Digital currency trading platform

HTX, formerly known as Huobi, is a Seychelles-based cryptocurrency exchange. Founded in China, (火币网 (Huǒbìwǎng)), HTX now has offices in Hong Kong, South Korea, Japan and the United States. In August 2018, it became a publicly listed Hong Kong company. According to Bloomberg, it is owned by cryptocurrency billionaire Justin Sun.

Following a 2017 ban on Bitcoin exchanges by the Chinese government, Huobi stopped Bitcoin withdrawals.

As of March 2018, Huobi processed around US $1 billion in trades daily.

Huobi changed its name to HTX in September 2023. In 2026, HTX was sanctioned by the UK government and the European Union.

==History==
Huobi was founded in 2013 by Leon Li (李林 (Lǐ Lín)). An alumnus of Tsinghua University, Li was a computer engineer at Oracle before founding Huobi.

On May 15, 2013, the Huobi Group (火币集团) acquired the huobi.com domain. On August 1, Huobi launched a simulation trading platform, and on September 1 the Bitcoin trading platform launched.

In November 2013, Huobi received angel investments from Dai Zhikang and Zhen Fund. In 2014, Huobi raised a $10 million venture capital investment from Sequoia Capital. In August 2014, Huobi acquired Bitcoin wallet provider Quick Wallet.

In December 2013, trading volume exceeded 30 billion yuan, making Huobi China's largest digital asset trading platform at the time. In June 2016, its total transaction volume reached 1 trillion RMB, and in November 2016 1.7 trillion yuan, accounting for more than 60% of the global bitcoin exchange market. On December 22, 2016, its daily transaction volume surpassed 200 billion yuan.
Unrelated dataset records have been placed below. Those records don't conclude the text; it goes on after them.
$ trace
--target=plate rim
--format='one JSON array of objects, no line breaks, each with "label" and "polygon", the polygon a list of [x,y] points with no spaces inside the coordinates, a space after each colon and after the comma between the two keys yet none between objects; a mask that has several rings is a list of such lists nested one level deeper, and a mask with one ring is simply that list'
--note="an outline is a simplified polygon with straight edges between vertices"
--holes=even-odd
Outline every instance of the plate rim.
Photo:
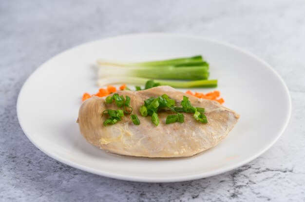
[{"label": "plate rim", "polygon": [[[242,52],[244,54],[246,54],[248,56],[253,58],[256,60],[259,61],[263,64],[264,64],[265,67],[269,69],[269,70],[271,70],[272,73],[276,76],[276,77],[279,80],[281,84],[283,85],[283,87],[284,87],[285,89],[285,91],[286,93],[286,95],[288,99],[288,114],[287,116],[286,116],[286,120],[285,120],[285,124],[283,124],[282,126],[282,128],[280,130],[280,132],[278,133],[276,137],[273,140],[272,142],[270,142],[267,146],[266,146],[265,148],[263,150],[261,150],[259,152],[255,153],[255,155],[253,155],[251,157],[249,157],[247,158],[247,159],[244,160],[244,161],[239,162],[239,163],[235,164],[234,165],[231,166],[229,166],[228,167],[225,167],[224,168],[220,168],[214,170],[211,170],[208,172],[205,172],[204,173],[201,173],[199,174],[191,174],[191,175],[183,175],[182,176],[174,176],[174,177],[157,177],[157,176],[153,176],[153,177],[143,177],[143,176],[138,176],[135,175],[126,175],[124,174],[117,174],[115,173],[113,173],[108,171],[105,171],[103,170],[100,170],[99,169],[93,168],[89,167],[83,166],[81,164],[73,162],[72,161],[70,161],[66,159],[66,158],[62,158],[60,156],[57,156],[54,155],[52,152],[49,152],[46,150],[44,150],[43,147],[40,147],[35,142],[35,140],[34,140],[32,138],[31,138],[31,136],[29,135],[29,133],[28,131],[27,131],[25,129],[25,126],[22,124],[21,121],[20,121],[20,103],[21,102],[20,100],[21,98],[20,98],[20,95],[22,94],[22,92],[24,90],[25,86],[26,86],[26,84],[29,82],[29,81],[31,80],[33,75],[37,73],[38,71],[39,71],[40,69],[41,69],[41,67],[44,66],[46,63],[49,62],[50,61],[54,59],[54,58],[61,55],[62,54],[64,54],[66,52],[72,50],[74,49],[76,49],[78,48],[79,47],[83,46],[88,45],[91,43],[94,44],[95,43],[99,41],[102,40],[107,40],[109,39],[115,39],[117,38],[123,38],[123,37],[137,37],[137,36],[172,36],[173,37],[184,37],[184,38],[189,38],[192,39],[196,39],[198,40],[204,40],[206,41],[211,42],[214,43],[216,43],[222,46],[224,46],[227,47],[229,47],[231,49],[235,49],[237,50],[240,52]],[[291,115],[291,111],[292,111],[292,103],[291,103],[291,98],[289,92],[289,90],[288,87],[285,83],[284,79],[281,77],[280,74],[267,62],[263,60],[262,59],[261,59],[258,56],[256,56],[254,54],[249,52],[248,50],[247,50],[242,48],[240,48],[237,46],[235,45],[231,44],[230,43],[226,42],[221,40],[218,40],[217,39],[211,38],[210,37],[206,37],[204,36],[198,36],[194,34],[179,34],[179,33],[137,33],[137,34],[120,34],[112,36],[108,36],[104,38],[102,38],[97,40],[94,40],[93,41],[88,41],[87,42],[85,42],[78,45],[74,46],[72,48],[68,49],[63,51],[60,52],[59,53],[55,54],[54,56],[50,58],[49,59],[46,60],[45,62],[41,64],[39,67],[38,67],[34,71],[33,71],[30,74],[30,75],[28,77],[25,82],[23,83],[22,86],[20,88],[20,90],[19,92],[19,94],[18,95],[18,97],[17,99],[17,117],[18,119],[18,121],[19,122],[19,124],[24,134],[25,134],[27,138],[30,140],[30,141],[39,150],[42,152],[43,153],[47,155],[48,156],[52,157],[52,158],[55,159],[56,160],[62,163],[64,163],[66,165],[67,165],[69,166],[75,168],[76,168],[79,169],[80,170],[85,171],[86,172],[88,172],[91,173],[95,174],[98,175],[103,176],[104,177],[110,177],[112,178],[117,179],[119,180],[126,180],[126,181],[133,181],[133,182],[147,182],[147,183],[170,183],[170,182],[183,182],[189,180],[197,180],[202,178],[205,178],[210,176],[212,176],[214,175],[218,175],[221,173],[223,173],[226,172],[228,172],[229,171],[232,170],[235,168],[236,168],[238,167],[242,166],[250,161],[254,160],[258,157],[260,156],[264,153],[266,152],[268,150],[269,150],[275,143],[275,142],[280,138],[281,136],[284,133],[285,129],[287,127],[287,126],[289,123]]]}]

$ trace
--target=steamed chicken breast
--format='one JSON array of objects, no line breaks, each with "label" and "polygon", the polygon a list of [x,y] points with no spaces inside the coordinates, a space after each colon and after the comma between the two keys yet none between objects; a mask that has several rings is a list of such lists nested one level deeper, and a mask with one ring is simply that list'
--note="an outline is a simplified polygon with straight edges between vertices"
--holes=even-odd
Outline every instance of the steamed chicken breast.
[{"label": "steamed chicken breast", "polygon": [[[148,157],[191,156],[216,145],[225,138],[238,121],[239,115],[216,101],[199,99],[168,86],[147,90],[116,92],[131,98],[133,114],[136,114],[140,124],[133,124],[129,115],[121,121],[104,126],[108,117],[101,116],[108,109],[118,109],[114,102],[106,104],[106,97],[92,97],[83,102],[79,109],[78,122],[81,133],[91,144],[109,152],[122,155]],[[144,101],[152,97],[167,94],[180,106],[183,96],[188,97],[194,107],[205,109],[208,122],[202,123],[193,117],[193,113],[183,113],[184,122],[166,124],[171,111],[158,113],[160,123],[155,126],[151,117],[143,117],[139,112]]]}]

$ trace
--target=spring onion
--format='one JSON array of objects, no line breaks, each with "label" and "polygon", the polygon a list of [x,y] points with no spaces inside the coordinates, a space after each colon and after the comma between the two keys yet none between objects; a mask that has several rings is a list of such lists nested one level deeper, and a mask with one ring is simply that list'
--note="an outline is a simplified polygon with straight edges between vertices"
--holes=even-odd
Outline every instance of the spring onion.
[{"label": "spring onion", "polygon": [[168,115],[166,117],[166,124],[174,123],[178,120],[178,115]]},{"label": "spring onion", "polygon": [[160,121],[159,120],[159,118],[158,117],[158,115],[155,112],[153,112],[153,113],[152,114],[152,122],[156,126],[158,126],[158,125],[159,125],[159,123],[160,122]]},{"label": "spring onion", "polygon": [[149,67],[100,67],[99,78],[112,76],[127,76],[151,79],[196,80],[207,79],[209,67],[206,66]]},{"label": "spring onion", "polygon": [[113,99],[112,98],[113,97],[112,96],[110,96],[106,98],[106,100],[105,100],[106,103],[107,103],[107,104],[111,104],[113,101]]},{"label": "spring onion", "polygon": [[[113,76],[100,79],[97,84],[103,86],[111,84],[133,84],[145,85],[149,79],[136,77]],[[170,85],[173,87],[188,88],[191,87],[214,87],[217,86],[217,80],[199,80],[195,81],[172,81],[154,79],[153,81],[160,85]]]},{"label": "spring onion", "polygon": [[145,105],[142,105],[140,107],[140,113],[142,117],[146,117],[147,116],[147,108]]},{"label": "spring onion", "polygon": [[131,115],[130,118],[134,125],[140,125],[140,120],[139,120],[139,118],[136,115],[132,114]]},{"label": "spring onion", "polygon": [[99,66],[116,66],[116,67],[158,67],[169,65],[178,65],[181,64],[195,63],[203,62],[201,55],[196,55],[193,57],[174,58],[169,60],[160,60],[156,61],[145,62],[140,63],[128,63],[118,62],[104,59],[97,60]]}]

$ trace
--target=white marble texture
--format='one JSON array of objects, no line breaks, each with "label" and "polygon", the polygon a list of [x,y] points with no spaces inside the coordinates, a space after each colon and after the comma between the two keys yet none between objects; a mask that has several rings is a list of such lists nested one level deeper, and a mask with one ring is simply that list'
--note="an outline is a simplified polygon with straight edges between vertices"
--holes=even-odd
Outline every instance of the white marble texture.
[{"label": "white marble texture", "polygon": [[[34,70],[83,42],[150,32],[225,41],[270,64],[288,85],[293,104],[279,141],[234,170],[166,184],[88,173],[49,157],[30,142],[16,105]],[[0,201],[305,201],[304,0],[1,0],[0,95]]]}]

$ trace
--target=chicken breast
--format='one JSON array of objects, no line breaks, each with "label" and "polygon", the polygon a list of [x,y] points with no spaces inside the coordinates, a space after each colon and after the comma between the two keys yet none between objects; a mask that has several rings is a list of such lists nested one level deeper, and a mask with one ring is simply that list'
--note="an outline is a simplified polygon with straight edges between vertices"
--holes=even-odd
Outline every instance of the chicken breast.
[{"label": "chicken breast", "polygon": [[[106,104],[106,97],[92,97],[83,102],[77,122],[81,133],[91,144],[107,152],[122,155],[148,157],[191,156],[216,145],[237,123],[239,115],[216,101],[198,99],[168,86],[147,90],[117,92],[131,98],[131,106],[141,124],[134,125],[130,115],[124,115],[116,124],[104,126],[108,116],[102,116],[107,109],[117,109],[115,103]],[[180,106],[183,96],[189,98],[194,107],[205,109],[208,123],[196,121],[193,113],[183,113],[184,122],[166,124],[166,116],[174,114],[170,111],[158,113],[160,123],[155,126],[151,117],[143,117],[140,107],[144,100],[166,94]]]}]

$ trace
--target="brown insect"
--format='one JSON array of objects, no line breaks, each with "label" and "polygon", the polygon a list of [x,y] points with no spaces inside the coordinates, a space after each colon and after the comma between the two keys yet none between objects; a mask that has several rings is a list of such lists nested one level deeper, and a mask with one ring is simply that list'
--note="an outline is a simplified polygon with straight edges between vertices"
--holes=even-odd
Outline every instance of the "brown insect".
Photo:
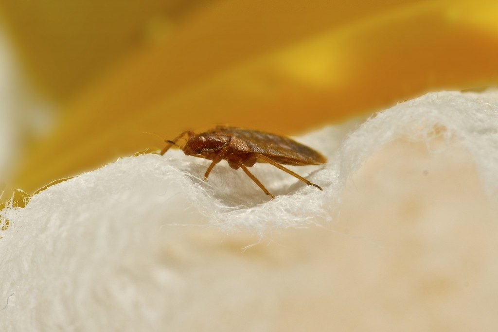
[{"label": "brown insect", "polygon": [[[183,147],[177,145],[176,142],[185,135],[188,137],[186,144]],[[204,174],[205,180],[214,166],[225,159],[232,168],[242,168],[265,194],[273,199],[275,197],[248,169],[256,162],[266,162],[297,178],[308,186],[314,186],[323,190],[319,186],[281,165],[319,165],[327,161],[325,157],[313,149],[287,137],[258,130],[218,126],[198,134],[186,130],[172,141],[166,142],[169,144],[161,151],[161,155],[166,153],[172,146],[176,145],[188,156],[212,160]]]}]

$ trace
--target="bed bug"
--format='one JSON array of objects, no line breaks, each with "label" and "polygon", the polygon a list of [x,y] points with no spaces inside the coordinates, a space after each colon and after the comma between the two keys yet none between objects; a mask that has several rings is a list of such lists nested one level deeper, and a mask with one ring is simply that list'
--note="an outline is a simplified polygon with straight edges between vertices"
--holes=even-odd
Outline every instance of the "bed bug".
[{"label": "bed bug", "polygon": [[[185,145],[183,147],[177,145],[176,142],[186,135],[187,139]],[[265,194],[273,199],[275,197],[248,168],[256,162],[263,162],[271,164],[308,186],[314,186],[323,190],[319,186],[281,165],[319,165],[327,161],[319,152],[288,137],[258,130],[218,126],[200,134],[186,130],[173,140],[165,141],[168,144],[161,151],[161,155],[175,145],[188,156],[212,160],[204,174],[205,181],[215,165],[225,159],[232,168],[242,169]]]}]

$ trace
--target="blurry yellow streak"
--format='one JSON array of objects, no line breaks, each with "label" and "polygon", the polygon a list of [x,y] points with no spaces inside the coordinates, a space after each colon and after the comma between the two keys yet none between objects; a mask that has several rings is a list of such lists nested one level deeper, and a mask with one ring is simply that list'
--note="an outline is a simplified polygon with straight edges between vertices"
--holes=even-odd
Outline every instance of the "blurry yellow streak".
[{"label": "blurry yellow streak", "polygon": [[428,89],[496,84],[498,35],[451,19],[448,13],[463,5],[473,17],[464,2],[407,5],[259,55],[248,50],[252,56],[244,61],[208,59],[220,62],[214,69],[170,62],[205,53],[152,50],[85,94],[58,130],[33,149],[15,183],[32,190],[161,143],[143,131],[171,138],[230,123],[290,133]]}]

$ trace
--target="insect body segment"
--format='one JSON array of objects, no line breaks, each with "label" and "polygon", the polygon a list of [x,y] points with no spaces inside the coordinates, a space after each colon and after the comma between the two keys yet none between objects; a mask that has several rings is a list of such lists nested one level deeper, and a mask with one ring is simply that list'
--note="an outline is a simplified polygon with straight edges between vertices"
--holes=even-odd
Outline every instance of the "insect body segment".
[{"label": "insect body segment", "polygon": [[319,186],[281,165],[319,165],[327,161],[319,153],[290,138],[258,130],[218,126],[198,134],[188,130],[184,131],[172,141],[166,141],[168,144],[161,151],[161,155],[164,154],[172,145],[176,145],[186,135],[187,143],[180,148],[184,153],[212,160],[204,174],[205,180],[215,165],[225,159],[232,168],[242,168],[265,194],[273,199],[274,196],[248,169],[256,162],[266,162],[309,186],[322,190]]}]

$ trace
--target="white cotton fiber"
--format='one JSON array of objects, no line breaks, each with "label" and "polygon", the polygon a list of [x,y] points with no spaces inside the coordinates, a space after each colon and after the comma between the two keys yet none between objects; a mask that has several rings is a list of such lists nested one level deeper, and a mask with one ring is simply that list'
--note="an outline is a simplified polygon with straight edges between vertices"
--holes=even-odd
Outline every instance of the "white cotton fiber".
[{"label": "white cotton fiber", "polygon": [[296,138],[323,192],[171,150],[4,209],[0,331],[496,330],[497,94],[362,122]]}]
In September 2014, Huobi announced through its official Weibo account that 920 bitcoin and 8,100 litecoin had been wrongly deposited into 27 different accounts. The firm returned the lost cryptocurrency.

In August 2017 Huobi and OKCoin controversially invested 1 billion yuan ($150 million) of idle client funds into wealth-management products.

In September 2017, the Chinese government banned initial coin offerings (ICOs) and trading on domestic cryptocurrency exchanges, rendering many people's holdings effectively worthless, including those of users on Huobi's exchange. In response, Huobi adjusted its business and organizational structure to promote global expansion. In October 2017, Huobi officially expanded into Korea with a new headquarters in Seoul, South Korea, and opened trading in March 2018.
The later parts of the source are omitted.